DBRS analysts mentioned that the proposed settlement would require these servicers to commit $5 billion in cash and $20 billion in refinancing and debt forgiveness. This is on top of complying with tougher standards on loan servicing and foreclosures.

However, this will result in the servicers being released from all claims against them by the states and federal government such as any fraudulent origination claims.

The settlement does not give immunity to the servicers for any cases brought against them by individual homeowners nor does it oblige borrowers who accept compensation under the settlement to give up their rights to sue the mortgage firm by themselves.

The rating agency broke the $25 billion settlement down to three sections: $5 billion in cash, $3 billion in refinancing for underwater mortgages and $17 billion in principal reductions.

In terms of the $5 billion cash, DBRS noted that $1.5 billion will go to people who were foreclosed upon and were abused in some way during the process.

The compensation to each borrower will vary between $1,500 and $2,000. To date, 4.5 million forms have been mailed to potentially wrongfully evicted families.

Meanwhile, $2.75 billion will go to state programs on foreclosure mitigation efforts including counseling, legal aid hotlines as well as homeowner and bank mediation.

Aside from these, DBRS said that $750 million will go to the federal government for foreclosure mitigation programs.

When it comes to the  $3 billion in refinancing, the  amount will be used to refinance underwater borrowers who are not behind in their loan payments, although have been unable to refinance given that the value of their homes dropped.

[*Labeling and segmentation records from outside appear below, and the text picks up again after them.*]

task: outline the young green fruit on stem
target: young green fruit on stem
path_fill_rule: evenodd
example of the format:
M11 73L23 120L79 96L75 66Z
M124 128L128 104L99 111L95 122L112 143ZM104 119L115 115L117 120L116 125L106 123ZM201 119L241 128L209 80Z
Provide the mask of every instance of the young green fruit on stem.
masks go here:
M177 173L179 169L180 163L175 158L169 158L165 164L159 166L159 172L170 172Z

The only refinance altervative open for these loans will be to reduce the interest rate charged on the mortgage and not to forgive any of the principal, DBRS analysts mentioned in their report.

The settlement also includes $17 billion in principal reduction. This amount will be utilized for principal and second-lien reduction for homeowners, DBRS analysts noted. If this item is agreed to, the proposed settlement should lessen the principal balances on roughly one million underwater loans to $20 billion, a $17 billion drop.

While the cost of the principal write-downs are not supposed to be borne by RMBS buyers, many industry players think that this will not be the case, DBRS analysts said.

This is because loans that have principal forgiven and then ultimately foreclosuring will probably cause higher loss severities, specifically on the subordinate tranches. 

They said that the higher delinquency rates might happen given that some borrowers will intentionally stop paying their loans to have a portion of principal forgiveness. 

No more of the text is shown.